Come già innanzi precisato le nuove esigenze della collettività impongono un cambiamento di rotta, stavolta legato al profilo della gestione e/o godimento delle risorse, e non più al mero scambio, anche nell’interesse delle generazioni future. Ciò, indubbiamente, comporta un necessario superamento del diritto civile tradizionale. Invero il contratto diviene lo strumento diretto che, mira, non solo a regolare gli interessi contrapposti delle parti, quanto piuttosto a disciplinare una pluralità di interessi convergenti tra loro. Il fine ultimo del contratto cosiddetto “ecologico” è diretto alla gestione razionale e responsabile delle risorse per garantire il soddisfacimento dei bisogni delle generazioni attuali e future. Esso si traduce, dunque, in una forma di cooperazione tra i consociati che realizza il progetto costituzionale della solidarietà sociale rappresentando essa stessa l’essenza vera del contratto.
Tale contratto prevede come causa concreta una funzione economico- ambientale che valuti al contempo le esigenze di mercato e quelle ambientali.

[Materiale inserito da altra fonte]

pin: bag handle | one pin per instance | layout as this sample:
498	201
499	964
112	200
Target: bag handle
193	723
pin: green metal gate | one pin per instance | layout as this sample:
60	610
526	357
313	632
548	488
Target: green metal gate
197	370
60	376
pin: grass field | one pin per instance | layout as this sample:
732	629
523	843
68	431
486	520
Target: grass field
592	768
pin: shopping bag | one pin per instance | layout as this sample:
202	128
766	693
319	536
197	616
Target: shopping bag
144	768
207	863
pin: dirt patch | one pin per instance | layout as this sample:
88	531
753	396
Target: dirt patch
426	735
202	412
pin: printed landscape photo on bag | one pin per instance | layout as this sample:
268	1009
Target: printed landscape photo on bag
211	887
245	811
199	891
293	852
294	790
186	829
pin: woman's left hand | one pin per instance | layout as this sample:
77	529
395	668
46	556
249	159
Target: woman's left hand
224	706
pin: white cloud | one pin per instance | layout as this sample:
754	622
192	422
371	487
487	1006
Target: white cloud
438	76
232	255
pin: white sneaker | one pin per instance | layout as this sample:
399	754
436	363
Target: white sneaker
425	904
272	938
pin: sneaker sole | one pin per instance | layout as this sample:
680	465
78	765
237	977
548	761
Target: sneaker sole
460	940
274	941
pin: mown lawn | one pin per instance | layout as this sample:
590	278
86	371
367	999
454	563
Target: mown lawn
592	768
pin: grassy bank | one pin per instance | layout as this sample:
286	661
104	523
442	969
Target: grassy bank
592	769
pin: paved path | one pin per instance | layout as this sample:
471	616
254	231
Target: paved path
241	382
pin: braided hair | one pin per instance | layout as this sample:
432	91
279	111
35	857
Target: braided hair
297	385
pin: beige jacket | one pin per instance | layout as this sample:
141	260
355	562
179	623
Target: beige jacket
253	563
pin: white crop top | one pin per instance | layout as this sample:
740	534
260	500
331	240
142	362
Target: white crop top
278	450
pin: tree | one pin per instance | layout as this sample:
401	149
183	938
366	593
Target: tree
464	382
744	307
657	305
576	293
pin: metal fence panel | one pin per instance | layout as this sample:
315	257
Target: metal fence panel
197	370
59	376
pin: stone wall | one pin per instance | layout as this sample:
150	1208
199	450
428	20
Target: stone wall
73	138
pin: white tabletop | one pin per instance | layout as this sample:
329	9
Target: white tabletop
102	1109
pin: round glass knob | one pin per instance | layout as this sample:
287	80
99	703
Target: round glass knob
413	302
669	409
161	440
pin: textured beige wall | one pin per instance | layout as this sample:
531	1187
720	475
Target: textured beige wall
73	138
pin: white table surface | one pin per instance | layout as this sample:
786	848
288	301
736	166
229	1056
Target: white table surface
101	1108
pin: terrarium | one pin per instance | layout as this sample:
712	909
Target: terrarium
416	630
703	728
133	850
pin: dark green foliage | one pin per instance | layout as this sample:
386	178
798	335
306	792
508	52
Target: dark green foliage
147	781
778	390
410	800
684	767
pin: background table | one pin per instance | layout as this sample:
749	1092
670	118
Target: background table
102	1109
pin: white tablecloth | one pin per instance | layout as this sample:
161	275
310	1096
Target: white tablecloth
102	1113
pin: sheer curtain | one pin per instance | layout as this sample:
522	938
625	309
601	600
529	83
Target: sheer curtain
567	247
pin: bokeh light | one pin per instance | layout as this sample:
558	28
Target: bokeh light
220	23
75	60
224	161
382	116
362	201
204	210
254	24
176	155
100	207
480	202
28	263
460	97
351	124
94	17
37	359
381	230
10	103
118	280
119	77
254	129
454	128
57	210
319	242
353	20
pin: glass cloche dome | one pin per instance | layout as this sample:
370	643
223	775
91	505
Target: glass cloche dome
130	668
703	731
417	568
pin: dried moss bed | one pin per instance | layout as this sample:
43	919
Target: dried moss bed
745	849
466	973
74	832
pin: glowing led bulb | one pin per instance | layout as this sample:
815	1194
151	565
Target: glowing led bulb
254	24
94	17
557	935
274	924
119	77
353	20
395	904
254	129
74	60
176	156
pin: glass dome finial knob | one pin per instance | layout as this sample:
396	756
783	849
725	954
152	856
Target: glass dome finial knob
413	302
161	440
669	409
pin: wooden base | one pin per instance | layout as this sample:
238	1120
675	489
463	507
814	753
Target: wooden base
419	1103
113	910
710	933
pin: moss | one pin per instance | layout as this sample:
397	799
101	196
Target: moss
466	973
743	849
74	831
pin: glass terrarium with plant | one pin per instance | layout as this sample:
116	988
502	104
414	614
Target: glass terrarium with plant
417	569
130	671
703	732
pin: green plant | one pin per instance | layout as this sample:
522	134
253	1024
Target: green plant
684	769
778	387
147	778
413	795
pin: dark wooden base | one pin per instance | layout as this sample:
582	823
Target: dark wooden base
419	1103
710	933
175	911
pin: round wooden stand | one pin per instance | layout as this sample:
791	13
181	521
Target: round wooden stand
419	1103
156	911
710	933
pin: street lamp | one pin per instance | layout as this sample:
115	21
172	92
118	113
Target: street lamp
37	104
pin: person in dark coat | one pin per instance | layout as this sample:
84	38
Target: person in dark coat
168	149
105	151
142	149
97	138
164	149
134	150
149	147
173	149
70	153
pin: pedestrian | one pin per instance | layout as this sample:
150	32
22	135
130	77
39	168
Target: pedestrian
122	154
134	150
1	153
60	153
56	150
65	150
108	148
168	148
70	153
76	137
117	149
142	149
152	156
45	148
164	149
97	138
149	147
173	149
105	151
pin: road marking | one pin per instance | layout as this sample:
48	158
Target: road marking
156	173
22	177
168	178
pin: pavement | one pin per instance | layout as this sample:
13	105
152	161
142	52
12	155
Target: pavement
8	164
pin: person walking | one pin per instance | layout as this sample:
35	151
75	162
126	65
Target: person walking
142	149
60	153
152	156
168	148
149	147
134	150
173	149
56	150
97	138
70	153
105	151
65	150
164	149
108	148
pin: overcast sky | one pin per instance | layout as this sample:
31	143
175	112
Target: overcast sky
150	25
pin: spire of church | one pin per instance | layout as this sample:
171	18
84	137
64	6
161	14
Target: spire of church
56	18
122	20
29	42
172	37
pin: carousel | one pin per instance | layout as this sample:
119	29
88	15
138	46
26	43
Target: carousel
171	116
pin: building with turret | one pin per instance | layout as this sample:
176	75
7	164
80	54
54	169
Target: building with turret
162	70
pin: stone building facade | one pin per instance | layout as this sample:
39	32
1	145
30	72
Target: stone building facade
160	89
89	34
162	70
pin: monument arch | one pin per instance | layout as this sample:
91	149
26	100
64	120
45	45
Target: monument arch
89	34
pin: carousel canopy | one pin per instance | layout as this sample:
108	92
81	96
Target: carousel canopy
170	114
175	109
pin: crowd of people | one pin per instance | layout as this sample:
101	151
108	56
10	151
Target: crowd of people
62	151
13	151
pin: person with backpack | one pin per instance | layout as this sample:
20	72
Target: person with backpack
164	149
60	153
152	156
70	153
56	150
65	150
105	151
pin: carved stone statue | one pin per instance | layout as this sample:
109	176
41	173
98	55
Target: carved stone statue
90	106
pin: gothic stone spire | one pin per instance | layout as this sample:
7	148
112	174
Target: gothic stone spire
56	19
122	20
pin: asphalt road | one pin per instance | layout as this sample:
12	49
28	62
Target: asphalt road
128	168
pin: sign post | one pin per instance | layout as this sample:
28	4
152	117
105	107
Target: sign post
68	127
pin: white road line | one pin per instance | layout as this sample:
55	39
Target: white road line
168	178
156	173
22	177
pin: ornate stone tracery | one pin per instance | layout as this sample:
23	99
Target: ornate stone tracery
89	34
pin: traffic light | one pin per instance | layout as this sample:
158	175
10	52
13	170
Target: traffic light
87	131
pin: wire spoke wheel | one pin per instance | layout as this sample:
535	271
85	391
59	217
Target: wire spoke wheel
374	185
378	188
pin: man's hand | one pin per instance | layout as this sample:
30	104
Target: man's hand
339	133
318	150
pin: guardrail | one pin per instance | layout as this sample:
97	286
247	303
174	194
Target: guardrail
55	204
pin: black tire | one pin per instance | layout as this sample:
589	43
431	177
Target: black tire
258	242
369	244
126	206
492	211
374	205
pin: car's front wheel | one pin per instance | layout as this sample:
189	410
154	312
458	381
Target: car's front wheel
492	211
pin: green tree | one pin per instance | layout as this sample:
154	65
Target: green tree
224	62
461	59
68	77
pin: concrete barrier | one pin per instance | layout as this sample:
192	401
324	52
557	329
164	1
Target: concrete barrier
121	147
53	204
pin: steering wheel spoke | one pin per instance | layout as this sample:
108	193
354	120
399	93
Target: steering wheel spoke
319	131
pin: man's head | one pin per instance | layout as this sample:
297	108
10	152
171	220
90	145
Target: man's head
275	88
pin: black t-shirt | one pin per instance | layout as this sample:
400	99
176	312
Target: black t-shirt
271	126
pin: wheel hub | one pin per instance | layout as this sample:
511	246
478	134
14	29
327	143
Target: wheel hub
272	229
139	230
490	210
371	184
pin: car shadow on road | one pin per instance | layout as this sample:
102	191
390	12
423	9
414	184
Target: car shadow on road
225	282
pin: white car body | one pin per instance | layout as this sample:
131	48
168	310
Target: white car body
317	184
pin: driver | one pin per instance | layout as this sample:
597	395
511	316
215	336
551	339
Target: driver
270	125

Questa nuova concezione civilistica in chiave di sviluppo sostenibile fa venir meno l’idea, oramai obsoleta, di assoluta inconciliabilità tra lo sviluppo economico e la protezione dell’ecosistema. Esso, infatti, rappresenta terreno fertile per mettere in gioco interessi patrimoniali e non patrimoniali, sempre nel rispetto del pieno sviluppo della persona umana. Non può dirsi diversamente giacché, come previsto dal codice del diritto ambientale, ogni attività umana, pubblica o privata “…deve conformarsi al principio dello sviluppo sostenibile”.
Detta in altri termini la nozione classica di contratto risulta, così, insufficiente se non opportunamente integrata dai principi di solidarietà, sussidiarietà e sostenibilità. Il diritto civile, oggi, per essere definito “sostenibile” deve tendere ad orientare e conformare il comportamento degli operatori pubblici e privati nel rispetto dell’interesse ambientale e della vita salubre.
Tuttavia la nuova concezione del contratto “ecologico” ha destato non poche perplessità in ordine al principio di relatività secondo cui “il contratto produce effetti soltanto tra le parti” (ex art. 1372 del codice civile). Esso, infatti, non produce effetti appropriativi, come di regola vale per un qualsiasi tipo di contratto, ma coinvolge tutti i soggetti, anche terzi, interessati alla fruizione e al godimento di beni comuni. Il contratto che ha ad oggetto un bene comune svolge, dunque, una funzione di regolazione ed attuazione di interessi generali in chiave di sussidiarietà c.d. orizzontale.
Ciò vuol dire che, non soltanto avrà valore di legge tra le parti contrattuali, ma per i soggetti terzi – qualora portatori dei medesimi interessi comuni – saranno destinatari non soltanto dei vantaggi ma di vere e proprie regole di comportamento. Tale contratto, stante la sua particolare struttura, spiegherà i suoi effetti in una dimensione dinamica ed intergenerazionale, pertanto, sarà valido anche per tutti coloro che, anche in un momento successivo alla stipulazione, entrano in contatto con il bene comune. Il contratto ecologico, dunque, è qualificabile come contratto sostenibile ad efficacia esterna, che mira a realizzare i diritti fondamentali della persona umana in chiave di giustizia sociale.
In conclusione appare opportuno e necessario una rilettura degli istituti civilistici, in primis proprietà e contratto, alla luce dei nuovi obiettivi normativi imposti sempre nel rispetto tra individuo ed ambiente circostante.